Zhang Fan não entendeu nada. Quem seria o Soberano Primordial? O Imperador percebeu sua dúvida e prosseguiu: “Não precisa se preocupar com isso agora. Por que busca o Caminho da Reencarnação?”
“Quero ressuscitar familiares”, respondeu Zhang Fan.
“Ingênuo.” Mal terminou de falar e o Imperador já o interrompia com um escárnio.
“Com seu poder insignificante, se chegar a cem metros do Disco da Reencarnação, será aniquilado. Como pensa em ressuscitar alguém se nem pode salvar a si mesmo?”
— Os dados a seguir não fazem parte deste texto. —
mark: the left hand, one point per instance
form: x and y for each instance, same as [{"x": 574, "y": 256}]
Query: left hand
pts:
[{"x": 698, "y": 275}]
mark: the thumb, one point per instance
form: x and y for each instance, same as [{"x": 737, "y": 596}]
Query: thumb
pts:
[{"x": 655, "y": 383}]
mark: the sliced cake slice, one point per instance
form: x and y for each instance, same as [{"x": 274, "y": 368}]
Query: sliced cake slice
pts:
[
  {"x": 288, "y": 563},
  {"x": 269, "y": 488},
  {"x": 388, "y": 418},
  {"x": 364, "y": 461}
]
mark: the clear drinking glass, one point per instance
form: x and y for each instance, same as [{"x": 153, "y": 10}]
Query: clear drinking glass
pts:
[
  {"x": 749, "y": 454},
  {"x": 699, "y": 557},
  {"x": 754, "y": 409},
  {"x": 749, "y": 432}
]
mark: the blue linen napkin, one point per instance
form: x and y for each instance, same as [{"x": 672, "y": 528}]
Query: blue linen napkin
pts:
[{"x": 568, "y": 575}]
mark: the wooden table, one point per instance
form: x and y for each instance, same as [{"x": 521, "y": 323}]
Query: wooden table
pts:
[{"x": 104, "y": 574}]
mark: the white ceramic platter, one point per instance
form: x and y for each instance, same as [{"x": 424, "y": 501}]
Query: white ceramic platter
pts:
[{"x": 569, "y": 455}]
Zhang Fan sentiu-se desanimado. “Existe outra forma?”, perguntou, olhando ansioso para o Imperador.
“Duas possibilidades. Primeira: alcançar o poder do nível Primordial do Caos. Segunda...”, o Imperador sorriu, “...é me libertar. Estou ligado ao Submundo; posso ajudá-lo.”
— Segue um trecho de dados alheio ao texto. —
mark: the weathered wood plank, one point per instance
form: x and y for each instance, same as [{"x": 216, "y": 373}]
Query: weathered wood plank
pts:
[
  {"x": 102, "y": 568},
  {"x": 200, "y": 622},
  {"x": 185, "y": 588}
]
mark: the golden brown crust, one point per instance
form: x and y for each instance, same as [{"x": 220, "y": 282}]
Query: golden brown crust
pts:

Zhang Fan sentou-se, derrotado. O primeiro requisito era praticamente impossível. O segundo, então, nem se fala. Se o próprio soberano de um grande plano estava aprisionado, como ele, sozinho, poderia libertá-lo? Além disso, aquelas correntes flamejantes de fogo negro... só de tocar, seria reduzido a cinzas.
No silêncio, o Imperador do Submundo continuou: “Na verdade, existe uma terceira opção. Entregue-me as almas de seus pais. Usarei as leis do Submundo para preservá-las, enquanto você vai até a Cidade Antiga da Reencarnação. Lá, existe uma técnica criada pelo Soberano Primordial quando forjou a reencarnação. Sua constituição é igual à dele. Se conseguir compreendê-la, alcançar o Reino dos Supremos será questão de tempo. Quando retornar, poderá me libertar e reviver seus pais.”
A escolha é sua, disse ela, como se já soubesse a decisão de Zhang Fan. No trono, espreguiçou-se preguiçosamente, revelando curvas sedutoras. Mas Zhang Fan não teve ânimo para apreciar tal beleza, ocupado demais com as palavras do Imperador do Submundo martelando em sua mente.